Selain itu Gagne juga mementingkan akan adanya penciptaan kondisi belajar, termasuk lingkungan belajar, khususnya kondisi yang berbasis media, yaitu meliputi jenis penyajian yang disampaikan kepada peserta didik dengan penjadwalan, pengurutan dan pengorganisasian.
BELAJAR MATEMATIKA MENURUT Z.P DIENES
Zoltan P. Dienes adalah seorang guru matematika. Berbasiskan pada teori Piaget, ia mengembangkan sistem pengajaran matematika agar lebih menarik dan mudah untuk dipelajari siswa. Teori belajar Dienes yang menekankan pada tahapan permainan yang berarti pembelajaran yang diarahkan pada proses melibatkan anak didik dalam belajar.
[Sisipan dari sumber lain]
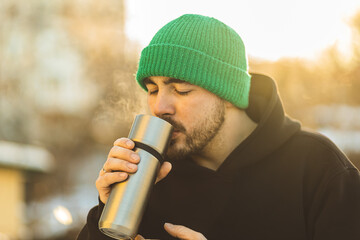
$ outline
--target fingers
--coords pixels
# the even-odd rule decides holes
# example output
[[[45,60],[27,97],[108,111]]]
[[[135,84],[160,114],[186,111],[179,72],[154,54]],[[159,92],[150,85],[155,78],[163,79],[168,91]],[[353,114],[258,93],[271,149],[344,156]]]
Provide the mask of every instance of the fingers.
[[[134,146],[135,143],[128,138],[119,138],[114,142],[95,184],[103,203],[109,197],[112,184],[125,181],[128,174],[137,171],[140,156],[132,150]]]
[[[110,195],[112,184],[125,181],[129,174],[137,171],[140,156],[132,150],[134,147],[135,143],[128,138],[119,138],[114,142],[114,146],[111,148],[96,180],[96,188],[103,203],[106,203]],[[164,162],[161,165],[156,183],[169,174],[171,167],[172,165],[169,162]]]
[[[135,143],[128,138],[119,138],[114,142],[107,161],[104,164],[106,172],[123,171],[134,173],[140,161],[140,156],[133,149]],[[103,171],[104,172],[104,171]]]
[[[100,175],[95,182],[100,201],[105,204],[111,192],[110,186],[114,183],[125,181],[127,178],[128,174],[125,172],[109,172],[102,176]]]
[[[135,143],[129,138],[118,138],[115,140],[114,146],[133,149],[135,147]]]
[[[140,161],[140,156],[132,149],[135,147],[135,143],[128,138],[119,138],[114,142],[114,146],[111,148],[108,160],[104,165],[104,169],[109,171],[127,171],[133,172],[132,168],[126,166],[126,162],[137,164]],[[120,161],[119,161],[120,160]],[[120,165],[120,166],[119,166]],[[131,165],[129,165],[131,166]],[[134,166],[133,166],[134,167]]]
[[[113,146],[109,152],[108,158],[126,159],[133,163],[138,163],[140,160],[139,155],[136,152],[120,146]]]
[[[169,172],[171,171],[171,168],[172,168],[172,165],[171,163],[169,162],[164,162],[161,167],[160,167],[160,170],[159,170],[159,173],[156,177],[156,181],[155,183],[161,181],[163,178],[165,178]]]
[[[135,237],[135,240],[145,240],[145,238],[143,236],[141,236],[140,234],[138,234],[136,237]]]
[[[136,164],[140,161],[140,156],[132,150],[134,146],[135,143],[128,138],[117,139],[108,154],[107,161],[104,164],[104,170],[106,172],[135,172]]]
[[[125,181],[127,178],[128,174],[125,172],[110,172],[98,178],[96,188],[103,190],[114,183]]]
[[[137,160],[138,162],[140,161],[140,157],[139,160]],[[132,163],[128,160],[124,160],[124,159],[119,159],[119,158],[108,158],[107,161],[104,164],[104,170],[103,169],[100,171],[100,175],[104,175],[105,173],[108,172],[115,172],[115,171],[122,171],[122,172],[127,172],[127,173],[135,173],[137,171],[137,163]]]
[[[132,149],[135,147],[135,143],[129,138],[119,138],[114,142],[114,146],[111,148],[108,157],[118,157],[118,158],[136,158],[134,156],[134,151]],[[136,161],[136,160],[135,160]]]
[[[204,235],[182,225],[164,224],[165,230],[173,237],[182,240],[206,240]]]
Hal ini berarti proses pembelajaran dapat membangkitkan dan membuat anak didik senang dalam belajar. Oleh karena itu teori belajar Dienes ini sangat terkait dengan konsep pembelajaran dengan pendekatan PAKEM (Pembelajaran Aktif, kreatif, efektif dan menyenangkan).
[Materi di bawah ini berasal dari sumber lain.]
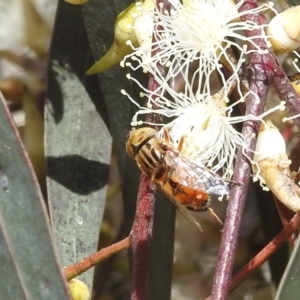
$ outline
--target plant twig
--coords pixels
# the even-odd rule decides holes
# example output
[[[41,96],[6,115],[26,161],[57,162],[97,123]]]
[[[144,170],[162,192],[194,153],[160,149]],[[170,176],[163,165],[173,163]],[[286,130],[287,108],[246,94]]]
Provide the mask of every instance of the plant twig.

Konsep Matematika Menurut Dienes
Menurut Dienes, ada tiga jenis konsep matematika yaitu konsep murni matematika, konsep notasi, dan konsep terapan.
Konsep murni matematis
Konsep matematis murni berhubungan dengan klasifikasi bilangan-bilangan dan hubungan-hubungan antar bilangan, dan sepenuhnya bebas dari cara bagaimana bilangan-bilangan itu disajikan. Sebagai contoh, enam, 8, XII, 1110 (basis dua), dan Δ Δ Δ Δ, semuanya merupakan contoh konsep bilangan genap; walaupun masing-masing menunjukkan cara yang berbeda dalam menyajikan suatu bilangan genap.
Konsep notasi
Adalah sifat-sifat bilangan yang merupakan akibat langsung dari cara penyajian bilangan. Fakta bahwa dalam basis sepuluh, 275 berarti 2 ratusan ditambah 7 puluhan ditambah 5 satuan merupakan akibat dari notasi nilai tempat dalam menyajikan bilangan-bilangan yang didasarkan pada sistem pangkat dari sepuluh. Pemilihan sistem notasi yang sesuai untuk berbagai cabang matematika adalah faktor penting dalam pengembangan dan perluasan matematika selanjutnya.
Konsep terapan
Adalah penerapan dari konsep matematika murni dan notasi untuk penyelesaian masalah dalam matematika dan dalam bidang-bidang yang berhubungan. Panjang, luas dan volume adalah konsep matematika terapan.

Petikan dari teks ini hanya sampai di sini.